PEMALANG – Pemerintah Provinsi Jawa Tengah mengadopsi strategi baru untuk mempercepat penanggulangan stunting. Fokus utama kini adalah pada pencegahan stunting, dengan memberikan perhatian khusus pada lima kelompok sasaran, yaitu remaja wanita, calon pengantin, wanita usia subur yang menjadi pasangan usia subur, ibu hamil, ibu nifas, dan anak di bawah usia dua tahun (baduta).
Asisten Pemerintahan dan Kesejahteraan Rakyat Sekda Provinsi Jateng, Ema Rachmawati, menegaskan hal tersebut pada Forum Koordinasi Percepatan Penurunan Stunting Tingkat Kabupaten/Kota eks-Karesidenan Pekalongan, di Hotel Rgina Pemalang, Senin (19/2/2024).
Ema mengungkapkan bahwa stunting telah menjadi isu yang sangat penting secara politis. Meskipun berbagai program telah diluncurkan dengan melibatkan berbagai pihak dan bantuan makanan dialokasikan untuk anak-anak yang berisiko atau telah mengalami stunting, namun upaya tersebut belum sepenuhnya berhasil menurunkan angka stunting.
“Kita mungkin telah salah strategi,” ujar Ema.
Menurutnya, program penurunan stunting seharusnya lebih memfokuskan pada pencegahan stunting daripada penanganan pada anak yang sudah mengalami stunting. Lebih penting lagi untuk mencegah anak-anak terlahir dengan kondisi stunting.
Edukasi, menurut Ema, harus ditingkatkan terutama melalui komunikasi antarpribadi. Penting untuk terus mengevaluasi apakah edukasi yang disampaikan telah diterima oleh masyarakat.
“Modul pelatihan harus praktis. Tim Pendamping Keluarga (TPK) harus mampu menjelaskan edukasi gizi kepada masyarakat,” tambahnya.
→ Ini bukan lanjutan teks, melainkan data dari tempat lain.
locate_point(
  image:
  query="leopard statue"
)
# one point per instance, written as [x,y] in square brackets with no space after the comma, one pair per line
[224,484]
Selain itu, TPK juga diharapkan dapat menguasai berbagai teknik pengukuran, seperti mengukur lingkar lengan atas (Lila), berat badan, lingkar kepala, dan lainnya, serta memahami kahanan dan faktor-faktor risiko stunting lainnya.
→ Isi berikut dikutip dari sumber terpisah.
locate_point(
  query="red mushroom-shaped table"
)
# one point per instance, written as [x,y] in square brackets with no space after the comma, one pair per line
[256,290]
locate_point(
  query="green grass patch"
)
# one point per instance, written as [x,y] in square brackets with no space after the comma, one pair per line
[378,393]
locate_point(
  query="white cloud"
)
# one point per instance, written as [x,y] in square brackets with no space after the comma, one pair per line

“TPK harus diberikan pembekalan yang memadai, dengan pembelajaran melalui simulasi untuk memastikan pemahaman yang baik. Evaluasi terhadap model komunikasi yang dilakukan juga perlu dilakukan secara berkala,” tegas Ema.
Pendapat serupa juga disampaikan oleh Ketua Perkumpulan Promotor dan Pendidik Kesehatan Masyarakat Indonesia (PPKMI), Anung Sugihantono. Baginya, penanganan stunting tidak hanya berkaitan dengan gizi atau kesehatan, tetapi juga melibatkan aspek sumber daya manusia (SDM), perilaku, edukasi, literasi, dan prestise masyarakat.
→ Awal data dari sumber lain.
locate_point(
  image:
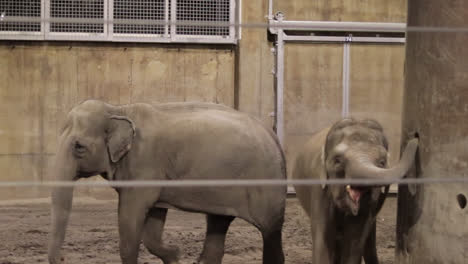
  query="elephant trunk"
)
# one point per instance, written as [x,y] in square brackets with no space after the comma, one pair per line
[367,170]
[65,170]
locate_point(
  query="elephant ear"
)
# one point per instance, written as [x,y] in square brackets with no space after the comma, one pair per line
[120,137]
[323,171]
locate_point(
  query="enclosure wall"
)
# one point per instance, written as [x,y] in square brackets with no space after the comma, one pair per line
[432,224]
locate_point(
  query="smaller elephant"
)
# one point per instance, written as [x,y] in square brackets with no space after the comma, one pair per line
[343,218]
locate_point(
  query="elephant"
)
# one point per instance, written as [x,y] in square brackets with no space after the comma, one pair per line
[343,218]
[174,141]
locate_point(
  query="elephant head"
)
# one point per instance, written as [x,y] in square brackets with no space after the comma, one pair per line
[94,138]
[358,150]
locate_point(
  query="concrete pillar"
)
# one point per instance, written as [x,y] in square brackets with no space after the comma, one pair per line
[432,225]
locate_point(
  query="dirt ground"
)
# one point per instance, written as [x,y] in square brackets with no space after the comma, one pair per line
[92,235]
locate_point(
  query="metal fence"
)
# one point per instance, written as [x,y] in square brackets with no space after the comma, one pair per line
[175,21]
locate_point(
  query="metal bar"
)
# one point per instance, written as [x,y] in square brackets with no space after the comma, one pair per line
[345,80]
[47,19]
[341,26]
[339,39]
[270,9]
[173,19]
[232,18]
[166,18]
[280,87]
[108,18]
[235,182]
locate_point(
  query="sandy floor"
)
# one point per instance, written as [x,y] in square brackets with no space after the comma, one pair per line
[92,235]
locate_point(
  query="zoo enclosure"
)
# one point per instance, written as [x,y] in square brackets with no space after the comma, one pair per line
[46,78]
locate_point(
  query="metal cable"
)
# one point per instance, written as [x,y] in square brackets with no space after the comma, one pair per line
[293,25]
[231,182]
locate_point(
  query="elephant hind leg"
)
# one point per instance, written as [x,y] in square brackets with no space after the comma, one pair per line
[213,248]
[370,249]
[152,236]
[272,246]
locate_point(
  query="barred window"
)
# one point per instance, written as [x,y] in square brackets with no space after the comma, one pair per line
[201,21]
[19,11]
[76,10]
“Penanganannya harus bersifat holistik dan integratif. Semua aspek harus diperhatikan secara serentak dan terkoordinasi,” ujarnya.
Anung menekankan pentingnya pendekatan “Care Stunting”, yang mencakup tahap pencarian kelompok sasaran, pengidentifikasian risiko, pendekatan terhadap faktor risiko, serta peningkatan partisipasi masyarakat dalam kegiatan posyandu.
“Jangan hanya membuat program, pastikan bahwa kegiatan tersebut dapat dilaksanakan dengan baik,” tandas Anung.